The prevailing rule is that a witness who violates the order of the court “without the consent, connivance, or procurement of the party calling him or of the counsel representing such party, [will] not [be]… rendered incompetent to testify… [T]he party calling him cannot… be rightfully deprived of the testimony of such witness” (Francisco, Evidence citing 53 Am. Jur. 48-49).
However, “a disobedient witness may be punished for contempt of court, and his disobedience may be considered as affecting his credibility [if he later testifies].” If it could not be foreseen that a disobedient witness would be needed to testify, he or she may give rebutting testimony (Francisco, Evidence citing 53 Am. Jur. 48-49).
In the case of Design Sources International, Inc. and Kenneth Sy v. Lourdez Eristingcol, the principal issue is whether the Regional Trial Court (RTC) committed grave abuse of discretion in issuing assailed Orders disallowing petitioners from presenting Stephen as their witness (G.R. No. 193966, February 19, 2014).
The controversy arose from the objection of the respondent’s counsel to the presentation of Stephen as the petitioners’ witness considering that Stephen was already inside the courtroom during the presentation of witness (petitioner) Kenneth (G.R. 193966, February 19, 2014).
However, as aptly found by the Court of Appeals, the respondent failed to substantiate her claim that there was a prior request for the exclusion of other witnesses during the presentation of Kenneth.
She did not even allege in her Comment that there was any such request (G.R. 193966, February 19, 2014).
“Excluding future witnesses… at the time another witness is testifying, or ordering that these witnesses be kept separate from one another, is primarily to prevent them from conversing with one another.

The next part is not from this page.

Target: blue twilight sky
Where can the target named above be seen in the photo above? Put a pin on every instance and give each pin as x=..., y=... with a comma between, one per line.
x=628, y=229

The purpose is to ensure that the witnesses… [are not] influenced by the testimonies of the others.”
“However, without any motion from the opposing party or order from the court, there is nothing… that prohibits a witness from hearing the testimonies of other witnesses… [N]othing in the records… would show that there was an order of exclusion from the RTC, or that there was any motion from respondent’s counsel to exclude other witnesses… prior to or even during the presentation of the testimony of Kenneth.”
Without any prior order or at least a motion for exclusion from any of the parties, a court cannot simply allow or disallow the presentation of a witness solely on the grounds that the latter heard the testimony of another witness.
It is the responsibility of the respondent’s counsel to protect the interest of his client during the presentation of other witnesses (G.R. 193966, February 19, 2014).
Hence, a lawyer must be quick to move for the exclusion of witnesses not authorized to be in court when another witness testifies.
The lawyer’s inaction or delay in moving to exclude witnesses may be considered a failure to protect the interest of his or her client.